SERM Principal Scientist

Employer
GSK
Location
Rockville, Maryland
Salary
Competitive
Closing date
Dec 8, 2022

View more

Sector
Science, Pharmaceutical
Organization Type
Corporate
Jobseeker Type
Professional
Are you looking for a high-profile safety role that ensures the accuracy of critical safety data across multiple geographies? If so, this SERM (Safety Evaluation and Risk Management) Principal Scientist role could be an ideal opportunity to explore.

Job Purpose

As a SERM Principal Scientist, you will work closely with the SERM physician to actively manage and evaluate risks associated with assigned vaccine projects, and make recommendations for the management and communication of risks in accordance with global legal and regulatory frameworks.

Details ( Your Responsibilities ):

This role will provide YOU the opportunity to lead key activities to progress YOUR career, these responsibilities include some of the following:
  • Coordinate and perform initial analyses of adverse event reports and/or signal detection activities for assigned vaccine projects in clinical development and post-licensure.
  • Be the safety contact person for Clinical, Regulatory Affairs, regional and LOC (local operating company) safety managers, manufacturing teams for assigned vaccine projects.
  • Provide input to Clinical Teams with respect to safety aspects of the design and preparation of protocols, investigators brochures, investigator letters and reports, and lead the safety analyses of the assigned projects.
  • Contribute to the creation, maintenance and implementation of (D)CSI (Development, Core Safety Information) for the assigned projects.
  • Contribute to the Benefit-Risk Assessment and risk identification, assessment and mitigation activities for assigned vaccine projects.
  • Perform database searches to obtain information from the Safety Database.
  • Assist in the review of aggregated adverse event reports for signal detection, evaluation and management purposes for assigned vaccine projects.
  • Assist in drafting relevant clinical safety reports (including labeling documents, ad hoc reports and position papers) in collaboration with the safety physician.
  • Assist in the review of protocols, study reports, IDMC charters, and operational activities associated with appropriate data provision and presentation of material.
  • Contribute to the design, tracking and follow up of risk management plans for the products assigned and assure their sound implementation.
  • Summarize safety data effectively for use in regulatory or clinical trial documents (e.g., ad-hoc queries, PBRERs, PSURs and DSURs).
  • Assist in answering and follow-up of inquiries from regulatory authorities and other bodies (e.g., Ethics Committees) regarding safety-related aspects.
  • Contribute to or even lead the cross-functional Safety Review Team for assigned vaccine project(s).
  • Assist in the implementation and follow-up of safety data exchange agreements for products assigned.
  • Contribute to process improvement and documentation/discussions on procedures; provide support for training to stakeholders.


Why you?

Basic Qualifications:

We are looking for professionals with these required skills to achieve our goals:
  • Bachelors degree (or international degree equivalent) or higher in a biomedical or health care-related specialty.
  • 2-3 years clinical safety experience or equivalent experience (e.g., clinical development in a pharmaceutical company, contract research organization, regulatory authority, academic research center).


Preferred Qualifications:

If you have the following characteristics, it would be a plus:
  • Basic understanding of safety evaluation methodology and awareness of pharmacovigilance regulations and methodologies.
  • Understanding of medical terminology.
  • High degree of accuracy with attention to detail.
  • Detail oriented; methodical and analytical approach.
  • Good communication skills, team spirit, flexibility.
  • Ability to manage crisis, monitor safety issues and work under pressure with a customer and solution oriented approach.
  • Able to prioritize activities effectively and to meet multiple deadlines successfully with attention to detail, setting high performance standards for quality
  • Demonstrated initiative and creativity in performing task and responsibilities.
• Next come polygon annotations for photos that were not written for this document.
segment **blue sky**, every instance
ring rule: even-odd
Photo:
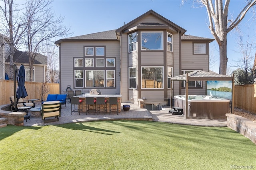
[[[232,0],[229,12],[236,16],[244,6],[243,0]],[[187,30],[186,34],[213,39],[207,24],[208,17],[205,7],[195,8],[198,5],[187,0],[182,5],[177,0],[55,0],[52,9],[57,15],[65,17],[63,24],[70,26],[72,36],[117,29],[150,10]],[[233,9],[234,10],[233,10]],[[256,24],[248,14],[240,28],[244,36],[255,37]],[[228,38],[228,65],[241,57],[237,52],[237,39],[234,31]],[[253,41],[255,42],[255,40]],[[210,53],[218,59],[218,45],[214,41],[210,44]],[[212,67],[212,68],[211,68]],[[211,70],[218,73],[218,59]],[[230,67],[233,70],[236,68]]]

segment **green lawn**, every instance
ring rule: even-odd
[[[228,128],[143,121],[1,128],[1,170],[256,168],[256,145]]]

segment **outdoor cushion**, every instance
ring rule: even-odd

Proactively contributes ideas to improve existing operations
  • Good English writing skills.
  • Computer literate, familiar with using scientific and clinical databases.


Why GSK?

GSK is a global biopharma company with a special purpose - to unite science, technology and talent to get ahead of disease together - so we can positively impact the health of billions of people and deliver stronger, more sustainable shareholder returns - as an organisation where people can thrive. Getting ahead means preventing disease as well as treating it, and we aim to impact the health of 2.5 billion people around the world in the next 10 years.
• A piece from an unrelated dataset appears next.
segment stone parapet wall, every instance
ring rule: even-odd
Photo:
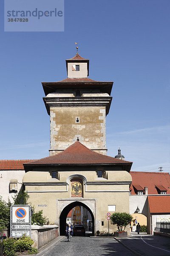
[[[58,226],[45,225],[43,227],[31,225],[31,239],[34,247],[39,249],[58,236]]]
Our success absolutely depends on our people. While getting ahead of disease together is about our ambition for patients and shareholders, it's also about making GSK a place where people can thrive. We want GSK to be a place where people feel inspired, encouraged and challenged to be the best they can be. A place where they can be themselves - feeling welcome, valued and included. Where they can keep growing and look after their wellbeing.So, if you share our ambition, join us at this exciting moment in our journey to get Ahead Together.

#LI-GSK

GSK is a global biopharma company with a special purpose - to unite science, technology and talent to get ahead of disease together - so we can positively impact the health of billions of people and deliver stronger, more sustainable shareholder returns - as an organisation where people can thrive. Getting ahead means preventing disease as well as treating it, and we aim to impact the health of 2.5 billion people around the world in the next 10 years.

Our success absolutely depends on our people. While getting ahead of disease together is about our ambition for patients and shareholders, it's also about making GSK a place where people can thrive. We want GSK to be a workplace where everyone can feel a sense of belonging and thrive as set out in our Equal and Inclusive Treatment of Employees policy. We're committed to being more proactive at all levels so that our workforce reflects the communities we work and hire in, and our GSK leadership reflects our GSK workforce.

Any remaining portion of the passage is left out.